Trial of four Rwandan officials on genocide charges opens before UN tribunal

The trial of four senior Rwandan officials has opened before the United Nations International Criminal Tribunal for Rwanda (ICTR), with the prosecution saying it will prove that they bear individual criminal responsibility for the 1994 genocide and defense lawyers saying their clients are innocent.

In opening remarks in Arusha, Tanzania, yesterday, the prosecution, led by Don Webster, said evidence would prove that the accused committed the crimes against the Tutsi and moderate Hutu populations in Kigali, Rwanda’s capital, as well as in Butare, Gisenyi and Gitarama and in the Cyangugu and Kibuye prefectures.

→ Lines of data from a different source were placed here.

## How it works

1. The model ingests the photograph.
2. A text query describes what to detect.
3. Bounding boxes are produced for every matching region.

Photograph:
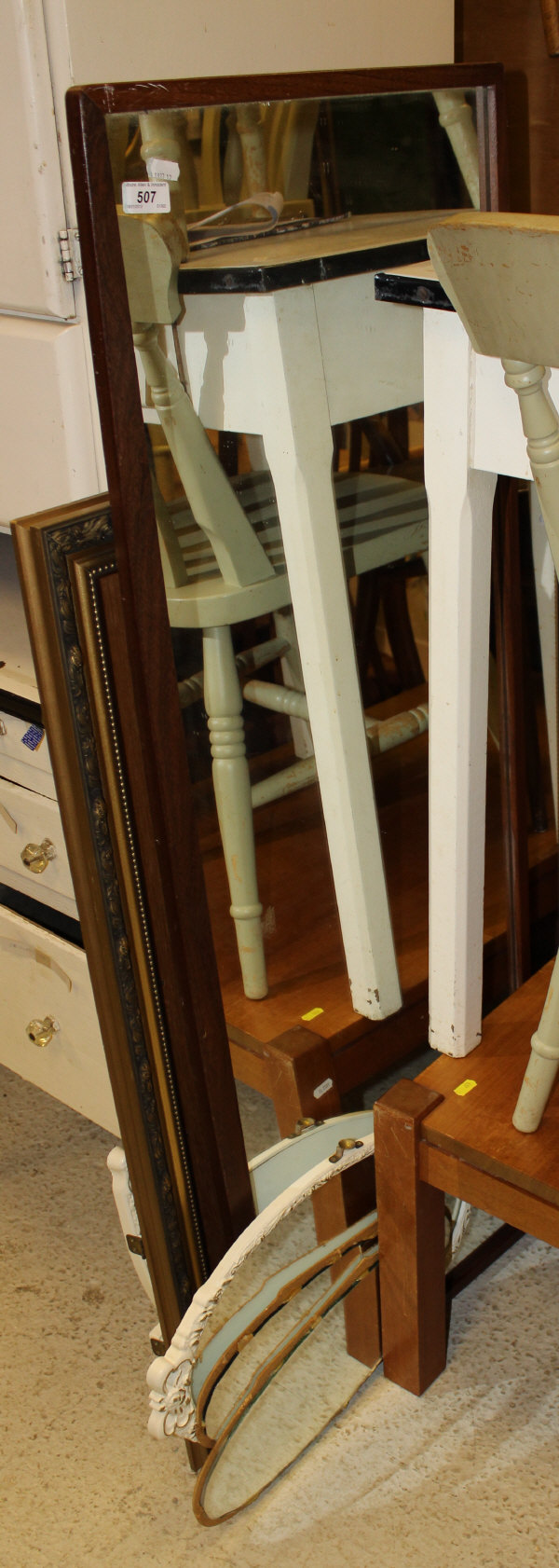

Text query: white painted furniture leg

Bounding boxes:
[274,605,315,757]
[203,626,267,1000]
[502,359,559,1132]
[424,310,495,1057]
[106,1147,155,1306]
[529,485,559,832]
[244,288,401,1018]
[512,955,559,1132]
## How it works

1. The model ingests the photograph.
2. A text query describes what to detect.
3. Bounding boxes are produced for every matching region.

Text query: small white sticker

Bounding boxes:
[145,158,180,180]
[122,180,170,212]
[313,1079,334,1099]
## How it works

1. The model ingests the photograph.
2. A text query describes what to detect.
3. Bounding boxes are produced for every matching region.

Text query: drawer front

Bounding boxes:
[0,713,57,800]
[0,910,119,1134]
[0,779,76,919]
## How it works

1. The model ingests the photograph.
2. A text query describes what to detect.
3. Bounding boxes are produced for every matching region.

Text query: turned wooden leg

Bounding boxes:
[203,626,267,1000]
[375,1079,446,1394]
[512,955,559,1132]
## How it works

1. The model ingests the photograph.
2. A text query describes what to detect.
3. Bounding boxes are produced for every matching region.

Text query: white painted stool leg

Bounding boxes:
[203,626,267,1000]
[246,288,401,1018]
[512,956,559,1132]
[529,485,559,832]
[502,359,559,823]
[424,310,495,1057]
[502,359,559,1132]
[274,605,315,757]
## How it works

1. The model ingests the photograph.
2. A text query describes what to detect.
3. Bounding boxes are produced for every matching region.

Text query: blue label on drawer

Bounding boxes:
[22,724,46,751]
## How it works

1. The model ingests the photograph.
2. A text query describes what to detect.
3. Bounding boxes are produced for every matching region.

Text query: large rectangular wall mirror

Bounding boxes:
[69,66,506,1272]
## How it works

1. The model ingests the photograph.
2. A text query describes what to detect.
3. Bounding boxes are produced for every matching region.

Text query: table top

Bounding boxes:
[179,212,451,295]
[418,963,559,1207]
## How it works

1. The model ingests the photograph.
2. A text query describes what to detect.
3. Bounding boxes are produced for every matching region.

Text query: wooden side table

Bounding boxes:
[375,964,559,1394]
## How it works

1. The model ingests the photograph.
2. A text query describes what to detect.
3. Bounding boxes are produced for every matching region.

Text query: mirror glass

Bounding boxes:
[106,88,487,1043]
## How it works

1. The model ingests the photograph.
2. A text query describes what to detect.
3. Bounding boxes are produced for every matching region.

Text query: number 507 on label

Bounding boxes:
[122,180,170,212]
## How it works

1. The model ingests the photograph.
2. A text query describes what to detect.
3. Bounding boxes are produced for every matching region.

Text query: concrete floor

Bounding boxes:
[0,1069,559,1568]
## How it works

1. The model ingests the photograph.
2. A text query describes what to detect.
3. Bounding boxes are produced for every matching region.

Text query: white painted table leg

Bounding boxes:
[246,288,401,1018]
[529,485,559,831]
[424,310,495,1057]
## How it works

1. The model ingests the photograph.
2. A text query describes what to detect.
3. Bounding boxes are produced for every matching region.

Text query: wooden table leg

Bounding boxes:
[375,1079,446,1394]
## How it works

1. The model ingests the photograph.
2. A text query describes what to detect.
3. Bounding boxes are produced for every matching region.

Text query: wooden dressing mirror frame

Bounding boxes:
[67,64,504,1316]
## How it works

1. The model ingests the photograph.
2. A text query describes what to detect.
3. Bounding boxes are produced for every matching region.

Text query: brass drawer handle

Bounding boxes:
[25,1013,60,1051]
[22,839,57,876]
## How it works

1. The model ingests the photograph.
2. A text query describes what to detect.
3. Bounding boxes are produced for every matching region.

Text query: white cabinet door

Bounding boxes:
[0,910,119,1134]
[0,0,75,318]
[0,315,101,524]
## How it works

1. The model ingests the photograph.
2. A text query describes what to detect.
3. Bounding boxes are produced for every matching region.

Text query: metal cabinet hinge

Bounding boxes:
[127,1235,145,1258]
[58,229,83,283]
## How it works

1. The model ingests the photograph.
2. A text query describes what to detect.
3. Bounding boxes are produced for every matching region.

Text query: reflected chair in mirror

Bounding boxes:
[120,216,428,998]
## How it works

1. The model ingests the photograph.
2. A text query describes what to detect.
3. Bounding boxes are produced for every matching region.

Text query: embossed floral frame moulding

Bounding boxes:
[12,497,224,1342]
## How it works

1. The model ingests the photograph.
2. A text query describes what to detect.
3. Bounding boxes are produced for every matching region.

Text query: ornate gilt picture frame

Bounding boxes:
[12,497,252,1341]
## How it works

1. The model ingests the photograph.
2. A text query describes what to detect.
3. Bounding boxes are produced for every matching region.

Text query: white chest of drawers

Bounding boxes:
[0,533,119,1134]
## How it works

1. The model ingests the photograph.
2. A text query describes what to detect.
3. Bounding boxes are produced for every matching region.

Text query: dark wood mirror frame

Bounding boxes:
[67,64,506,1323]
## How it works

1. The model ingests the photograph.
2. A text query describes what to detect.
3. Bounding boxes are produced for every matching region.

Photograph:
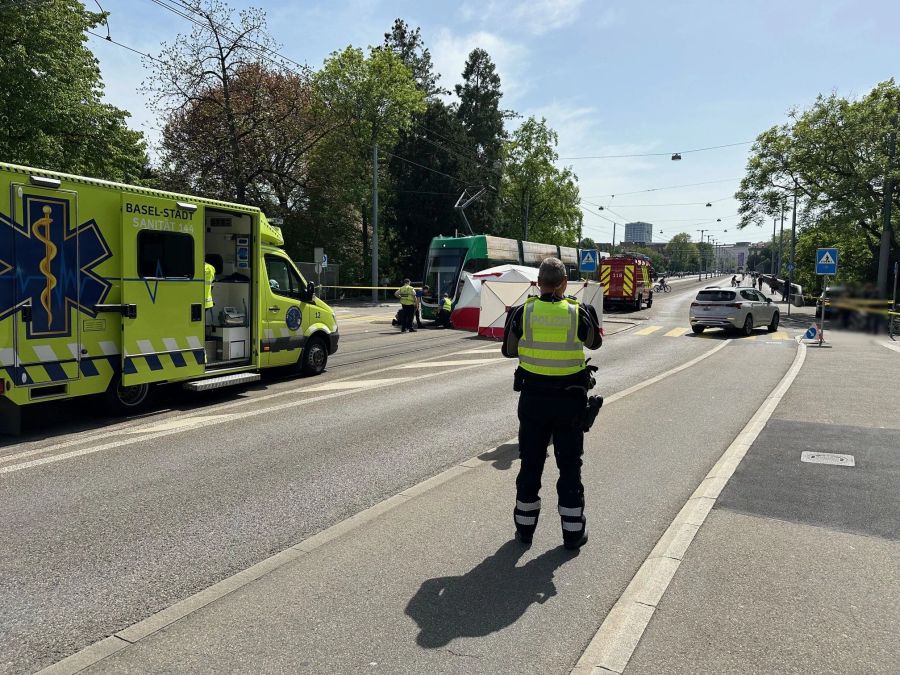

Facing seven counts of genocide and related crimes are Edouard Karemera, former minister of the Interior and vice chairman of the Mouvement revolutionnaire national pour le developpement (MRND party) and Andre Rwamakuba, former minister of Primary and Secondary Education and member of the Mouvement democratique republicain (MDR).

The other two facing the same charges are Mathieu Ngirumpatse, former director-general of Foreign Affairs in the Rwandan government and MRND chairman, and Joseph Nzirorera, former MRND secretary-general, Speaker of the Rwandan Parliament and former minister of Industry, Mines and Handicraft.

Defence counsel Didier Skoricki told the tribunal that his client, Mr. Karemera, and two other accused, Mr. Rwamakuba and Mr. Ngirumpatse, were the ones who had appealed to the international community to intervene and stop the killings.

The defence counsel for Mr. Nzirorera, Peter Robinson, said his client not only deplored the killings, but also had lost some of his own relatives in the genocide.